Martian Moons May Have Resulted From An Impact on Mars, A New Study Indicates

Martian Moons May Have Resulted From An Impact on Mars, A New Study Indicates

The bizarre shapes and colors of the two tiny Martian moons, Deimos and Phobos, are the subject of many debates and controversies. The dark appearance of them might indicate that they are asteroids from outside the solar system caught by Red Planet’s gravitational force a long time ago, but some aspects do not fit this scenario. However, a new study indicates the two weird Martian moons are the result of an impact on Mars.

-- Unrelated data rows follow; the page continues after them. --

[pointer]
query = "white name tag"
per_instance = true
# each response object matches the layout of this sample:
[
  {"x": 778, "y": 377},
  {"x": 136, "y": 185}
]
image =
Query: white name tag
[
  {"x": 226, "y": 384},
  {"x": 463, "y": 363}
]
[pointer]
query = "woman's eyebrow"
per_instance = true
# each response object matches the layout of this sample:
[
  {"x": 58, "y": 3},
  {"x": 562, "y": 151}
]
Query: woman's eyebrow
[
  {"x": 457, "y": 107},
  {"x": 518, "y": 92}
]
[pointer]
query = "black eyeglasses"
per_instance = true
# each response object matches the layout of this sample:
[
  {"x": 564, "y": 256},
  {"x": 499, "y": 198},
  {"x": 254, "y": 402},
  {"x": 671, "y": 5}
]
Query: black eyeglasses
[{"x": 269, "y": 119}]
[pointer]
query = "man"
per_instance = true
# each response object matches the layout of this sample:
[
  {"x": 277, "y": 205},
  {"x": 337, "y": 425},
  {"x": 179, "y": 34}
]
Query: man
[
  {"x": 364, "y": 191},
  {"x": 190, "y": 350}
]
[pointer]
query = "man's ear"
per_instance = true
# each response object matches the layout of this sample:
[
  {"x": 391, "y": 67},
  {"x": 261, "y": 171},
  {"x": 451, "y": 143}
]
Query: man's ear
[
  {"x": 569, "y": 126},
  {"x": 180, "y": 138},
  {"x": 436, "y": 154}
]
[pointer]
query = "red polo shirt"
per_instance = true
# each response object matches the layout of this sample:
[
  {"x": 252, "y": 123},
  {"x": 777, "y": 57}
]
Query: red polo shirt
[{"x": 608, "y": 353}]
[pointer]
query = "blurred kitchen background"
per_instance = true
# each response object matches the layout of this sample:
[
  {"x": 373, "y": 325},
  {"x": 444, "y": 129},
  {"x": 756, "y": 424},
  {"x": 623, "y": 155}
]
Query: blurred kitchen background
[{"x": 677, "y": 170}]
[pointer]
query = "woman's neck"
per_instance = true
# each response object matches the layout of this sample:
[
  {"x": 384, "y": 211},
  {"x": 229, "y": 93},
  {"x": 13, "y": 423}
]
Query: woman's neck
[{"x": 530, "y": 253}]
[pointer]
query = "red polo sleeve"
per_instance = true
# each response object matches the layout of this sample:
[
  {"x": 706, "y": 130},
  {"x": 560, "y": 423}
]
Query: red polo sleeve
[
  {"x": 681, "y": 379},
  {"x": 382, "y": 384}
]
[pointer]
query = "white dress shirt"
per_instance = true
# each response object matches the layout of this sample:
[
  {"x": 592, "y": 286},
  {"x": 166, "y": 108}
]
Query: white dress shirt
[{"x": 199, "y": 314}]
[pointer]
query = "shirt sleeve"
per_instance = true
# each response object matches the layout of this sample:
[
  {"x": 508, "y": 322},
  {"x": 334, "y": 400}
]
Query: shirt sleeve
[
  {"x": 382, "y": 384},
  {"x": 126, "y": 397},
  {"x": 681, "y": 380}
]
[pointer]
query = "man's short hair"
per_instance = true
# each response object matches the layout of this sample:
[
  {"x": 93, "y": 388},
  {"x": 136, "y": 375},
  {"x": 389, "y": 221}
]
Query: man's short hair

The origins of Phobos and Deimos raised many controversies

After reviewing the data collected by the Mars Global Surveyor mission 20 years ago, the scientists came up with that new theory that Deimos and Phobos formed after a massive collision took place on Mars. A report on the study has been recently published in the Journal of Geophysical Research: Planets, a publication of the American Geophysical Union.

“The fun part for me has been taking a poke at some of the ideas out there using an old dataset that’s has been underutilized,” explained Tim Glotch from the Stony Brook University in New York and the leading author of the new research.

“The issue of the origins of Phobos and Deimos is a fun sort of a mystery because we have two competing hypotheses that cannot both be true. I would not consider this to be a final solution to the mystery of the moons’ origin, but it will help keep the discussion moving forward,” added Marc Fries from the NASA’s Johnson Space Center.

Martian moons contain parts of the Mars’ crust

Tim Glotch decided to analyze the two tiny Martian moons using the mid-infrared spectrum, in the same range with the body temperature, and, for that, he studied some reading the Mars Global Surveyor took in 1998.

According to the scientist, Phobos present a high-concentration a common volcanic rock, basalt, which makes up the most of the Mars’ crust. That would mean that at least one of the two Martian moons may have resulted from an impact on Mars.

Luckily, we’ll find that for sure “because the Japanese are developing a mission called MMX that is going to go to Phobos, collect a sample and bring it back to Earth for us to analyze,” as Glotch said.